The trade-off is operational complexity: every schedule create and delete now mutates two stores, and the resource record is no longer the single source of truth. Cancellation needs to delete the cloud job too, or it keeps firing past the user's intent.

URL-driven impersonation guard

The default helper parses <userId>/<key> from the URL and reads the resource at user scope parsed.userId. The user-scoped storage key is the guard: a request like /schedules/u_evil/k/dispatch reads ("user", "u_evil", "schedules/k") — there's no resource at that key unless u_evil owns one. A URL aimed at another user's data simply doesn't find anything and the helper returns null (404).

This matters because the URL is attacker-controllable from anyone holding the bearer secret. The shared secret proves the caller is the trusted scheduler, not that the caller is the user named in the URL. Custom resolvers using a global key (e.g. a SQL row keyed only by schedule id, not by user) need to implement an explicit ownership check themselves. The framework can't do it for arbitrary resolvers because it doesn't know how the id maps to ownership.

Dispatch principal

The action runs as schedule.principal. The reference helper synthesizes { userId } from the resource's owning scope, so a schedule created under user u_abc runs as u_abc. The RequestRecord.userId reflects this, and any user-scope state the action reads or writes resolves correctly.

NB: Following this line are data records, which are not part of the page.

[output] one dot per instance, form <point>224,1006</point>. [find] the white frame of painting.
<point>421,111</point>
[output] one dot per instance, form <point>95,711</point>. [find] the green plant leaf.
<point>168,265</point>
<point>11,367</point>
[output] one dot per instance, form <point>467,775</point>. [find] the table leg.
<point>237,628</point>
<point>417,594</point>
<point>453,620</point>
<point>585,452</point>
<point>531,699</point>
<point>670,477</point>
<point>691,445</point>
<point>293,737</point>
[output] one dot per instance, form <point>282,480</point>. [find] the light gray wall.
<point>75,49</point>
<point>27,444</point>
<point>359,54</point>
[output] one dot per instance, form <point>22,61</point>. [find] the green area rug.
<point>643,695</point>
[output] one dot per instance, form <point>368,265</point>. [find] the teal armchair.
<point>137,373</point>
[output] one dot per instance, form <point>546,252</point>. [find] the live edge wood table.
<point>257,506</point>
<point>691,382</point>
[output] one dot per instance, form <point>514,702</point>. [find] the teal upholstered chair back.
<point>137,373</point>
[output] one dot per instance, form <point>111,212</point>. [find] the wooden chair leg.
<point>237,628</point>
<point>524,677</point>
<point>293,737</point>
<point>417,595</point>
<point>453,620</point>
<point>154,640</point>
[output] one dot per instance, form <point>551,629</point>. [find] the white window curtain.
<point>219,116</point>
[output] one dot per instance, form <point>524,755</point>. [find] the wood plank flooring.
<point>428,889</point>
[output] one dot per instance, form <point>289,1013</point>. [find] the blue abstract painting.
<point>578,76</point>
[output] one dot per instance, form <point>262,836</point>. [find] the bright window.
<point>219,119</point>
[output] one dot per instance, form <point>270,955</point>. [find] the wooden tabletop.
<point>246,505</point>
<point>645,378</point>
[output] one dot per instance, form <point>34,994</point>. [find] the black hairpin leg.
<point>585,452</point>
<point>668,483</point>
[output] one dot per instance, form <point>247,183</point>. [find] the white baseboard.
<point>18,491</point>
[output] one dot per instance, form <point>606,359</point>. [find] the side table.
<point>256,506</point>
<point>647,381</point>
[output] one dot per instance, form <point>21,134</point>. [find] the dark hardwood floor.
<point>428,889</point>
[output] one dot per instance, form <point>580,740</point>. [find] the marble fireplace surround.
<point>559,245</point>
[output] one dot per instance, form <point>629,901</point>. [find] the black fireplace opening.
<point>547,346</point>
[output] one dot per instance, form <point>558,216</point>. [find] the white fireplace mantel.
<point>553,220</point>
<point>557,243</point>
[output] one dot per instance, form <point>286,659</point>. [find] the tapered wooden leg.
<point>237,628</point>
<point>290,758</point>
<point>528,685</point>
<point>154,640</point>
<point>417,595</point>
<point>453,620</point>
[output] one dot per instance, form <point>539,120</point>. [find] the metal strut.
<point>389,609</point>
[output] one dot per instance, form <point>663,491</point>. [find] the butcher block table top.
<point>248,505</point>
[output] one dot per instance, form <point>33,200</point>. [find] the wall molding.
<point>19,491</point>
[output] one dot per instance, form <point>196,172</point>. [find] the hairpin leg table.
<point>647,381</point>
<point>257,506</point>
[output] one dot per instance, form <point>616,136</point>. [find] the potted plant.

If the resolver returns a different principal — for example a schedule created by an agent that should run as a system user with elevated permissions — the action runs as that principal instead. The resolver is the source of truth.

When to use a custom resolver

The reference helper covers the common case. Reach for a custom resolver when:

  • Schedules live in a SQL table, not a resource collection. Read the row, build the ScheduleConfig, return it.
  • The id encodes more than (userId, key). Tenant id, project id, schedule version — your parser, your decision.
  • Lookup involves an external service (a billing system that owns the schedule definitions, an auth service that owns the principal).
schedules: {
resolve: async (scheduleId, ctx) => {
const row = await db.scheduledJobs.findUnique({ where: { id: scheduleId } });
if (!row || !row.enabled) return null;
const owner = await auth.lookupUser(row.ownerId);
if (!owner) return null;
return {
cron: row.cron,
action: row.action,
input: row.inputJson,
principal: { userId: owner.id, orgId: owner.orgId }
};
}
}

The resolver can be async, can throw (returns 500), and runs after gateway auth. ctx.gatewayPrincipal is the authenticated dispatch caller — useful when the resolver needs to authorize the lookup.

Limitations

  • No fan-out. One dispatch fires one action. A "send the digest to everyone subscribed" pattern needs the host to issue one dispatch per recipient. The framework does not split a single tick into N invocations.
  • Minute granularity is the practical floor for polling. setInterval based loops can technically run faster, but cron evaluation only resolves to the minute, so any sub-minute schedule fires every minute at most. Sub-minute work belongs on a different primitive.
  • Polling needs a user index. The resource API is per-user reads, not cross-user enumeration. A polling loop has to track which users have active schedules separately from the resource collection itself.